The terminology is unclear, so the correct answer varies depending on which book you read. For example, Curtis, Orbital Mechanics for Engineering Students, says they are the same, but Vallado, Fundamentals of Astrodynamics and Applications, negates the $x$ and $z$ axes of his LVLH. Neither of these matches the definition shown in the picture you posted, so at least for the purpose of reading that paper, follow its definitions, not anyone else's! Then, when you read the next paper, expect its choices to be somewhat different.
There are several reasons for this muddle. For example, in the term "LVLH", "vertical" is a vector, but "horizontal" is a plane. Therefore, any rotation of an LVLH system about its V axis has the same local horizontal, though the basis vectors chosen may differ widely. Also, when you're in space, what exactly does "vertical" mean? With respect to what?

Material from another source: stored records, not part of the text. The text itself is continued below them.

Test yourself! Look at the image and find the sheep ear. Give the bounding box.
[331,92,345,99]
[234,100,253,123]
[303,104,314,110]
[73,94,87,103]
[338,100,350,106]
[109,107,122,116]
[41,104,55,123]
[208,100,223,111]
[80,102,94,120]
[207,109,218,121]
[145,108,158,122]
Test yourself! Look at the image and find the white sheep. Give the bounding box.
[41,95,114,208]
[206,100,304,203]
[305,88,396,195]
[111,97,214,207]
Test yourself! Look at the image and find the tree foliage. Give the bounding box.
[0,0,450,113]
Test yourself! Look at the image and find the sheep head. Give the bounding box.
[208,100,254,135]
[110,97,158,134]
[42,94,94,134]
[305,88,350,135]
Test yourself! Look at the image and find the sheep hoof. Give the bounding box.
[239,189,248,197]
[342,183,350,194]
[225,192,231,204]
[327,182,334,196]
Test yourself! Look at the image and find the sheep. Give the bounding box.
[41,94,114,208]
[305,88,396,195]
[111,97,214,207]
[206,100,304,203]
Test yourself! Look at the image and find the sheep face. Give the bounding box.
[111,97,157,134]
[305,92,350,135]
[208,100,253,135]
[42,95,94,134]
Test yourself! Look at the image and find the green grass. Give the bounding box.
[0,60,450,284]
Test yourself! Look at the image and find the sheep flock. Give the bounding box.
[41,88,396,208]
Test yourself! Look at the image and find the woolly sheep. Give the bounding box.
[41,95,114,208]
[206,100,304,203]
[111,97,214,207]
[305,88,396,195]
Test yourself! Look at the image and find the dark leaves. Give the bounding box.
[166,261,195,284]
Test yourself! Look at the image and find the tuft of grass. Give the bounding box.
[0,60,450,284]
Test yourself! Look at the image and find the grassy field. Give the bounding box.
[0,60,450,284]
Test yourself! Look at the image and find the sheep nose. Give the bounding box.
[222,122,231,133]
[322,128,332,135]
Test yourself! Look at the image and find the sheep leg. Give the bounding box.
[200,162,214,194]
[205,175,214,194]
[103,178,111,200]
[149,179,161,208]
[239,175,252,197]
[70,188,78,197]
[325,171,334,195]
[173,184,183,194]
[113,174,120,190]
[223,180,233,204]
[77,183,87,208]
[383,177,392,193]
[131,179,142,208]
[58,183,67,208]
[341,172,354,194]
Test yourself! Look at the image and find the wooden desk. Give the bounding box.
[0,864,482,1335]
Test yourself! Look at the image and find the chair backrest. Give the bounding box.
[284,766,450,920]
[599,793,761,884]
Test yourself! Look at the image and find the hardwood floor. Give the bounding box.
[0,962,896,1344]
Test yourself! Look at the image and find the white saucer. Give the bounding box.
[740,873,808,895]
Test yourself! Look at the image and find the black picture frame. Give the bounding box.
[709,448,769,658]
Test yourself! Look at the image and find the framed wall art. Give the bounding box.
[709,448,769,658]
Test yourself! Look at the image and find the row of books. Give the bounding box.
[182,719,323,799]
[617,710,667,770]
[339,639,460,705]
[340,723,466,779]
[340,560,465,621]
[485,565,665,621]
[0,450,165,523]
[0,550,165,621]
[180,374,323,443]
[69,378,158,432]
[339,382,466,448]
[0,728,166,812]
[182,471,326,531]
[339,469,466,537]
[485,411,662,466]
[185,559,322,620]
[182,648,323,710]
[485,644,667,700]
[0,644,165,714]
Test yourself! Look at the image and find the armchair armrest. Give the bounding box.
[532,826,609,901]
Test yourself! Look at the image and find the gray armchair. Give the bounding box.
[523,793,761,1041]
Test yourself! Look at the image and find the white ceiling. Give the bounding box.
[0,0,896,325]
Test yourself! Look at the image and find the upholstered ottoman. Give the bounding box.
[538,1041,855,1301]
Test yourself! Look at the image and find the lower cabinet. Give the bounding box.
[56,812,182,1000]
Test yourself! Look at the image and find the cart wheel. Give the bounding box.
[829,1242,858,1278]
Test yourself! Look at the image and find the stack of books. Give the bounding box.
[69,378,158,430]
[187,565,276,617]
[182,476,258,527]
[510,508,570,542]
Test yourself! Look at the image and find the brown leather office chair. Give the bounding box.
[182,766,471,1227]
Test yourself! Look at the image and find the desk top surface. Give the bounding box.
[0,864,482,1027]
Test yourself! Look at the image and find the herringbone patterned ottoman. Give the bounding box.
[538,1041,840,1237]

Different authors make different choices. I described this in more detail here. David Hammen gave instructions here on various ways to make your own LVLH, with much the same warning about needing to adapt to the idiosyncrasies of whatever you're reading. The one Organic Marble's comment linked is very interesting because it shows yet another danger: the satellite in question is in orbit around the Sun, but the example LVLH frames are around the Earth. There are times when this sort of mixture of reference bodies is exactly the relationship you want for your frames, particularly if you need to adjust the attitude of an Earth-orbiting satellite in order to make its solar panels face the Sun, but it adds an additional layer of complexity that can hide nasty surprises.